Le Président de l’Europe, c’est Biden.
« L’objectif de la mission est de contribuer au renforcement des capacités militaires des forces armées ukrainiennes à mener efficacement des opérations afin de permettre à l’Ukraine de défendre son intégrité territoriale à l’intérieur de ses frontières internationalement reconnues, d’exercer de manière effective sa souveraineté et de protéger les civils ».
Il faut bien comprendre que :
- si l’Ukraine fait montre d’être capable de défendre son intégrité territoriale, alors Poutine va littéralement pulvériser l’Ukraine avant qu’elle n’y parvienne
- et que plus cette guerre dure longtemps, plus les occidentaux peuvent rattraper l’avance technologique militaire pris par les Russes, plus Poutine se voit forcer d’écourter la guerre de façon... FERME.
Non seulement la guerre conventionnelle ne durera pas, mais en plus il ne pourra y avoir d’autre vainqueur que Poutine.

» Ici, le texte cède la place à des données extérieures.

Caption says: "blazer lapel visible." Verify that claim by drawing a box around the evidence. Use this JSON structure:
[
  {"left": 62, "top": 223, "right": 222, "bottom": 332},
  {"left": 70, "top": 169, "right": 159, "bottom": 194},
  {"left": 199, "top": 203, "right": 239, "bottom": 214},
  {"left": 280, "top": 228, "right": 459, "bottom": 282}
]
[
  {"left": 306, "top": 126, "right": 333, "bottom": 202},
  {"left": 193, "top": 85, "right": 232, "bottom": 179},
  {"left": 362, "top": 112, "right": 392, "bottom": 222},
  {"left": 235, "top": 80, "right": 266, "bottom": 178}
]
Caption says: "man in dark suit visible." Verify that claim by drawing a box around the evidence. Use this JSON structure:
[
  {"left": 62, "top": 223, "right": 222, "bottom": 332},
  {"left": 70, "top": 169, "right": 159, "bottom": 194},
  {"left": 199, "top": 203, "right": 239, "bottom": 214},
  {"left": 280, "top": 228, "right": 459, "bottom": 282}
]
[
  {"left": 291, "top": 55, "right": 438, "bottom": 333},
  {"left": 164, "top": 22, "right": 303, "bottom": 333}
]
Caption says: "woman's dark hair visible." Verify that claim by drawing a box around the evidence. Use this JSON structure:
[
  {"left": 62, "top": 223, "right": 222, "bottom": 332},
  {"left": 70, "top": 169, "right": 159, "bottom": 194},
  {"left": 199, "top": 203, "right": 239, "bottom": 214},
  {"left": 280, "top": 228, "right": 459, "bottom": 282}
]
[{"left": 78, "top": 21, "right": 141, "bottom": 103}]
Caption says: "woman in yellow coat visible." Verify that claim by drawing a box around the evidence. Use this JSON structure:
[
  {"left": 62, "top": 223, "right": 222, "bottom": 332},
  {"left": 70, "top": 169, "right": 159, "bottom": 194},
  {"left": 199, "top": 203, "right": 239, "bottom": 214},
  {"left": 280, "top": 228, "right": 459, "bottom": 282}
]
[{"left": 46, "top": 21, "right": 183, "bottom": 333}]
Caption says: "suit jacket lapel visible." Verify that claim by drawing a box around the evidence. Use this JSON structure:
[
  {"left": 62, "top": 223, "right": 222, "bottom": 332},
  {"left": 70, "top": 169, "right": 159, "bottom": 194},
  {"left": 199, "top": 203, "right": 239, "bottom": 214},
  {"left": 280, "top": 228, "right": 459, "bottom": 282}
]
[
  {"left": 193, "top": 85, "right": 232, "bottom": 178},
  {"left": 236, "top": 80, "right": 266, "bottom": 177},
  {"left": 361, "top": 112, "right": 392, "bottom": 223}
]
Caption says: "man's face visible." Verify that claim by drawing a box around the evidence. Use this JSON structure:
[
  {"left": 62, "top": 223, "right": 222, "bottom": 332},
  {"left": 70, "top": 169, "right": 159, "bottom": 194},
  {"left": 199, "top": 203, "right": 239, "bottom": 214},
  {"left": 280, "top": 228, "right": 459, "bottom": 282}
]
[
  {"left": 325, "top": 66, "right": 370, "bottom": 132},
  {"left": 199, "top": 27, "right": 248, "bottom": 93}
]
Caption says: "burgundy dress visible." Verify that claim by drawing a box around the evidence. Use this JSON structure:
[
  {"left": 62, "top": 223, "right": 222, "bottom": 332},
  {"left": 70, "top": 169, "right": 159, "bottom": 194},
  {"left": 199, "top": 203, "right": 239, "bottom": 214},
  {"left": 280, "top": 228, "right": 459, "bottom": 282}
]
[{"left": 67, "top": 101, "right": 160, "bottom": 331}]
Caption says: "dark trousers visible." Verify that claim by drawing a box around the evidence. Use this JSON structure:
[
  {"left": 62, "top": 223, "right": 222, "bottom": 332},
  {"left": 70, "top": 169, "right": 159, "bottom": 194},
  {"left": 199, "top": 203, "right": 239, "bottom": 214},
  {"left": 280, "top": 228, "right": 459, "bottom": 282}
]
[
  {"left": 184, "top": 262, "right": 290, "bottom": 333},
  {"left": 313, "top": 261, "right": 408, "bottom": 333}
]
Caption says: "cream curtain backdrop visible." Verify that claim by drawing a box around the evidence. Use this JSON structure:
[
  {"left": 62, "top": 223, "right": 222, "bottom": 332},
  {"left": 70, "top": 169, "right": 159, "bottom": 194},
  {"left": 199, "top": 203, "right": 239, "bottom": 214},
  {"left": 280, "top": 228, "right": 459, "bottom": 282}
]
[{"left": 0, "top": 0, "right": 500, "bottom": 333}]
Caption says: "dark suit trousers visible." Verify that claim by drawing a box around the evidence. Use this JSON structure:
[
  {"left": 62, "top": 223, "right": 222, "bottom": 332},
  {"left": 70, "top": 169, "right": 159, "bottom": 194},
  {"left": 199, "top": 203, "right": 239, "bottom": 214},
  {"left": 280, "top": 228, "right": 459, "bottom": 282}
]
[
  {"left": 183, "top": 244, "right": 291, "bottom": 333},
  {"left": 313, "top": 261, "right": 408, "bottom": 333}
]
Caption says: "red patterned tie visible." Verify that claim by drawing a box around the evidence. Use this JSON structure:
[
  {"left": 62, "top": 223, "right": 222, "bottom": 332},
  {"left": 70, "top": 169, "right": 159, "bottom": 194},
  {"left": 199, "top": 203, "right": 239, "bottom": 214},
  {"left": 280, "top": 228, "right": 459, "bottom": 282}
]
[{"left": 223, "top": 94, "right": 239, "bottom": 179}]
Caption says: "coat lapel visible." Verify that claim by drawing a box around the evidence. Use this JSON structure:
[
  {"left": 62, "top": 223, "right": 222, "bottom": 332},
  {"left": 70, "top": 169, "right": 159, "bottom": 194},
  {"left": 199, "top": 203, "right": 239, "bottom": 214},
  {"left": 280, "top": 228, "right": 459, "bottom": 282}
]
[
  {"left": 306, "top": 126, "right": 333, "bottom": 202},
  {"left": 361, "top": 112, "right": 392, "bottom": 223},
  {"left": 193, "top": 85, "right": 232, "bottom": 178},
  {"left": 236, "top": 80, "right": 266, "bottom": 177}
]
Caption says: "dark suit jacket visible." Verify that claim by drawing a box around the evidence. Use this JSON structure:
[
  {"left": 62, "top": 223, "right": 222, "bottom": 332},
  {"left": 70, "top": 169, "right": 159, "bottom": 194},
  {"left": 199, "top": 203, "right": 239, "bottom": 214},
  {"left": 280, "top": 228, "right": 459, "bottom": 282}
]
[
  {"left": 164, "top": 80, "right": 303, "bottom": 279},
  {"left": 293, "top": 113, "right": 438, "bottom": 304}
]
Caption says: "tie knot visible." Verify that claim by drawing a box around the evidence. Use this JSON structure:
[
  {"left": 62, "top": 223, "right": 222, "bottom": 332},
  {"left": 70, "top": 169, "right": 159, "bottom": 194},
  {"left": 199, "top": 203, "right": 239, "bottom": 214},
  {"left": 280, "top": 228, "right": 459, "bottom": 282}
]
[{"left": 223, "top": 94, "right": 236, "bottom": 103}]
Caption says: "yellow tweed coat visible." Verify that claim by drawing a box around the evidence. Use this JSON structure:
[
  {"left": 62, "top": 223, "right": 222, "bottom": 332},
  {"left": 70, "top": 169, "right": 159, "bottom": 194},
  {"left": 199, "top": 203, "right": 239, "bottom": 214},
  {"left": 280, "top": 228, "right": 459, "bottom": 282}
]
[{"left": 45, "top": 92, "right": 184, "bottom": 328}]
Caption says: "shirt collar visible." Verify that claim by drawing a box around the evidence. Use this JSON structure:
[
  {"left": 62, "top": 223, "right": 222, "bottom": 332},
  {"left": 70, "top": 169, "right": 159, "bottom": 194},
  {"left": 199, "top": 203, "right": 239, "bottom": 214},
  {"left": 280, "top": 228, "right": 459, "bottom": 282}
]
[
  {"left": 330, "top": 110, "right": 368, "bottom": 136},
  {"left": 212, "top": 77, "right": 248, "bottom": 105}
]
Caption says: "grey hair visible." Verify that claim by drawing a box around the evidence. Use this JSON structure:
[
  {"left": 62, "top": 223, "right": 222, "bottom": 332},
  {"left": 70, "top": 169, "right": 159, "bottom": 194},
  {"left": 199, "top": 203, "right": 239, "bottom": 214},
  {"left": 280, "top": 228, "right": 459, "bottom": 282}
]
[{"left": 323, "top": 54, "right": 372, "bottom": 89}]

Et c’est déjà dommage, de ne pas comprendre les dégâts que peuvent provoquer des missiles conventionnels sur des infrastructures complexes, vitales et interdépendantes.
Parce qu’il y aura nécessairement des dommages collatéraux dans les pays voisins, ET LES AMÉRICAINS SE CONTENTERONT DE ÇA POUR S’INSTALLER PLUS CONFORTABLEMENT DANS CES PAYS-LÀ, ostracisant encore plus fortement et durablement la Russie, mais sans jamais prendre le risque d’une escalade nucléaire, qui ne ferait que des perdants, eux inclus.
Si l’Europe, ou une partie de l’Europe, est affaiblie ou détruite, ce sera une nouveau territoire ouvert aux Américains.